Digiday+ Research: Alternate identifiers now figure in advertising deals for two thirds of publishers
This research is based on unique data collected from our proprietary audience of publisher, agency, brand and tech insiders. It’s available to Digiday+ members. More from the series →
The great cookie migration slowed from a stampede to a slower trek this year, but a majority of publishers are now using the alternate identifiers that will help replace third-party cookies in their ad sales deals, according to new Digiday+ research.
For the most part, the identifiers figure in a small percentage of said deals. But publishers appear to have used 2021 to test small numbers of the identifiers and incorporate them into how they do business.
In November, Digiday surveyed several dozen publisher professionals about different aspects of their business, including how their employers were preparing for Google ending support for third-party cookies. Respondents were asked to indicate how involved they were in those preparations, and the responses of 54 people who have, at minimum, direct knowledge of their employer’s plans were grouped together.
Their responses paint a picture of a group that has kicked the tires on a small number of alternate identifiers. Most respondents said their companies had tried out fewer than six since Google announced it was going to end support of third-party cookies.
About half of the survey’s respondents indicated that they have tested between two and five different identifiers; about one in seven said their companies hadn’t tested any, nearly twice the percentage that said they’ve tested more than six.
Anecdotally, the results seem not to be influenced by the kinds of resources publishers have. Digiday asked respondents to indicate their employers’ annual revenues by choosing from a set of five different ranges, from less than $10 million to more than $100 million. While the sample does not contain statistically significant numbers of respondents in any one range, at least 40% of the respondents in each revenue range indicated that they had tested between two and five identifiers.

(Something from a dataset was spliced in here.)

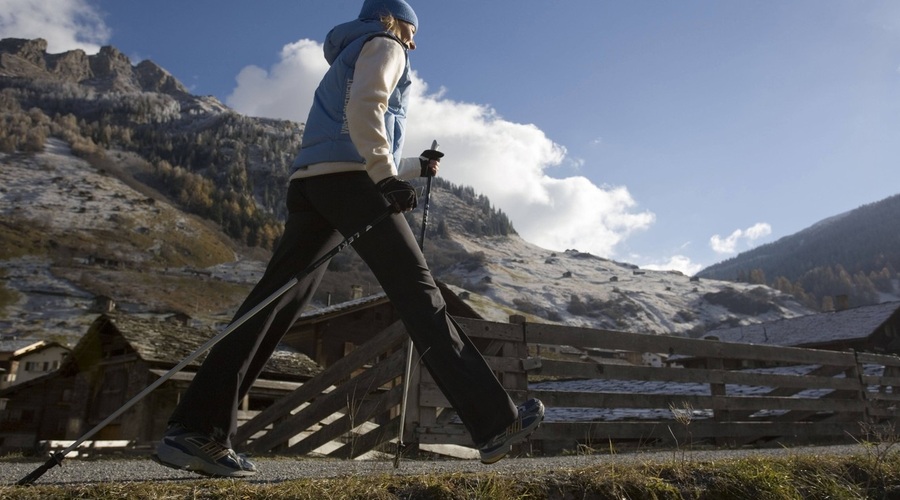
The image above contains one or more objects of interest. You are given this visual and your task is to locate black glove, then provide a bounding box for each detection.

Those tests appear to have progressed enough for most publishers to incorporate the identifiers into their businesses. Using a slightly smaller sample of respondents who knew how identifiers were involved in their employer’s ad sales, the survey found one out of every six publishers is now using alternate identifiers in more than half of their ad sales deals. Another half said that identifiers figure in less than half of those deals, though in each case, the nature of how those identifiers are involved likely varies significantly, not just publisher to publisher but deal to deal.